QNAP Systems, Inc., una società taiwanese specializzata in dispositivi NAS (Network-attached storage), ha corretto le vulnerabilità di gravità critica che interessano la sua soluzione di videosorveglianza QVR. Se sfruttate, queste vulnerabilità consentono agli aggressori remoti di eseguire comandi arbitrari.
QNAP promuove il proprio software QVR come una soluzione professionale che consente il monitoraggio video in tempo reale, la registrazione, la riproduzione e le notifiche di allarme se abbinato alle telecamere IP supportate.
Ieri, l’azienda ha annunciato di aver corretto tre difetti di “command injection” sul suo software QVR per la gestione del monitoraggio video, due delle quali hanno ricevuto un punteggio di gravità critica di 9,8 su 10.

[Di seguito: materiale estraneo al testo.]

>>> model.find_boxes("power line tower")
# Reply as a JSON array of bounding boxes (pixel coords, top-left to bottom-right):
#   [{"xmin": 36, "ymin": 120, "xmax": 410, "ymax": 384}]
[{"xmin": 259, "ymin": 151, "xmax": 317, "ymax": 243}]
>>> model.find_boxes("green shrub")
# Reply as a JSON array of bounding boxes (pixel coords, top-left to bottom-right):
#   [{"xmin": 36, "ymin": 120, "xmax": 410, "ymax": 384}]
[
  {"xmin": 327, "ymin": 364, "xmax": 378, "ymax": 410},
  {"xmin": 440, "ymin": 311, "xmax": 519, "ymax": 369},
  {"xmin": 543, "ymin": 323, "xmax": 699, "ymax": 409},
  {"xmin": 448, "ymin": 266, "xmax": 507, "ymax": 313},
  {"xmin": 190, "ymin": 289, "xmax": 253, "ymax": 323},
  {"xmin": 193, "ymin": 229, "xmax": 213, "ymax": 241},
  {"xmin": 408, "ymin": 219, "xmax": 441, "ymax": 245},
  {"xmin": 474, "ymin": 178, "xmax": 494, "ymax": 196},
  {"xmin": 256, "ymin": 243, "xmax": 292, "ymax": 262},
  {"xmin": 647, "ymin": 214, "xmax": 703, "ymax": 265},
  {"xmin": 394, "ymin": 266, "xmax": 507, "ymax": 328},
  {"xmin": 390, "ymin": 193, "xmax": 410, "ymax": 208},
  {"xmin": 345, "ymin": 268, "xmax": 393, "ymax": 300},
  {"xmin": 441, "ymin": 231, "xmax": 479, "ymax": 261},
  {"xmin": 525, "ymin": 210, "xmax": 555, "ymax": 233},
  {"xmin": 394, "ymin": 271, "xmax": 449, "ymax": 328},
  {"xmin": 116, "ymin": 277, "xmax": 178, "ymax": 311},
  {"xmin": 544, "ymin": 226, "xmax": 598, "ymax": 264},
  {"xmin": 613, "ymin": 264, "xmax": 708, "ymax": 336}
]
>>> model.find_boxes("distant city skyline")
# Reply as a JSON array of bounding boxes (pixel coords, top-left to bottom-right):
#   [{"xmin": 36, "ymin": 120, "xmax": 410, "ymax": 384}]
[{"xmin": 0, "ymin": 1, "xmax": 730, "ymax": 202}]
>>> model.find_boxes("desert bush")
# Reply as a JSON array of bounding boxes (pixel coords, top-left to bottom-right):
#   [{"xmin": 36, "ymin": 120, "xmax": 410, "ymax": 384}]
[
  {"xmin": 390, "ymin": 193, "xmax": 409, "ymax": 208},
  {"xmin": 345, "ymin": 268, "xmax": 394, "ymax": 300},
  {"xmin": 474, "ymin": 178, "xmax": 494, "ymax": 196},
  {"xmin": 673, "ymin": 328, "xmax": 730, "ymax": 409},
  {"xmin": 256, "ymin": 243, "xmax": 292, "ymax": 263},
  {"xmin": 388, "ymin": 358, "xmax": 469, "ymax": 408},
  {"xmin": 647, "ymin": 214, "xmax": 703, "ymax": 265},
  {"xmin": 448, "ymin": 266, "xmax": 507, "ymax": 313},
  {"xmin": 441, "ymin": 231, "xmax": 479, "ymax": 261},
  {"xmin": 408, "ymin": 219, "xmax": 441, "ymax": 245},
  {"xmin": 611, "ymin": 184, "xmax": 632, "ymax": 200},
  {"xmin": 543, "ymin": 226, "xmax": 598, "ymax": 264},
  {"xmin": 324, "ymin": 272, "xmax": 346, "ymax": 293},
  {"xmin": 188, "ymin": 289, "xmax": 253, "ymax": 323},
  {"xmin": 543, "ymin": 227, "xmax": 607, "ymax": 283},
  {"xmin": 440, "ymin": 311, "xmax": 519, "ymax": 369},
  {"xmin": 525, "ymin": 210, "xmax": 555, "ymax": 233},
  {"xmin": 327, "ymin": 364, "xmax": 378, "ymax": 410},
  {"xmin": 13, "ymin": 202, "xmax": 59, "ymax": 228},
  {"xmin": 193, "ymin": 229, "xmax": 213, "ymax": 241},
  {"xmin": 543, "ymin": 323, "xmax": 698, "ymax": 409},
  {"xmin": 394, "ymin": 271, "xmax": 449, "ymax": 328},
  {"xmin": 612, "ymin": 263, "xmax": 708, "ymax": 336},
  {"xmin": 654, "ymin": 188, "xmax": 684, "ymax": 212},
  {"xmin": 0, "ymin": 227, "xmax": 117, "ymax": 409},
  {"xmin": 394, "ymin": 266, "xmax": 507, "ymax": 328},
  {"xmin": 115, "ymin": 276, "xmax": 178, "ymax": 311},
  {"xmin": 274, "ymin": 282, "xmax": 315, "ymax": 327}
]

Due vulnerabilità sono tracciate come CVE-2021-34351 e CVE-2021-34348 e, secondo gli esperti, se sfruttate potrebbero consentire a un cybercriminale remoto di eseguire comandi su sistemi esposti. In questo modo, un utente malintenzionato potrebbe ottenere il controllo completo del dispositivo. Oltre a queste due falle di sicurezza, QNAP ne ha corretto un’altra, CVE-2021-34349 . È nella stessa classe della precedente ma con un livello di gravità inferiore di 7,2 su 10. La differenza di gravità è legata ai privilegi necessari per sfruttare i bug.
Le due vulnerabilità significative, secondo QNAP, hanno un impatto su alcuni dispositivi QVR che hanno raggiunto la fine del ciclo di vita (EoL). Molti consumatori probabilmente stanno ancora utilizzando i dispositivi anche se non sono più supportati, costringendo l’azienda a effettuare un aggiornamento del software (QVR 5.1.5 build 20210803). Non è chiaro se qualcuno dei difetti sia stato sfruttato.
All’inizio di quest’anno, una banda di criminali informatici ha sfruttato un difetto (credenziali hardcoded) nei dispositivi QNAP NAS per crittografare i file utilizzando il software di archiviazione 7-Zip in una campagna nota come ransomware Qlocker.
Alle vittime, principalmente consumatori e proprietari di piccole e medie imprese, è stato offerto il recupero dei file per $ 500, una tariffa relativamente bassa che molti erano disposti a pagare. Si dice che gli sviluppatori del ransomware Qlocker abbiano guadagnato almeno $ 260.000 dalle vittime in soli cinque giorni.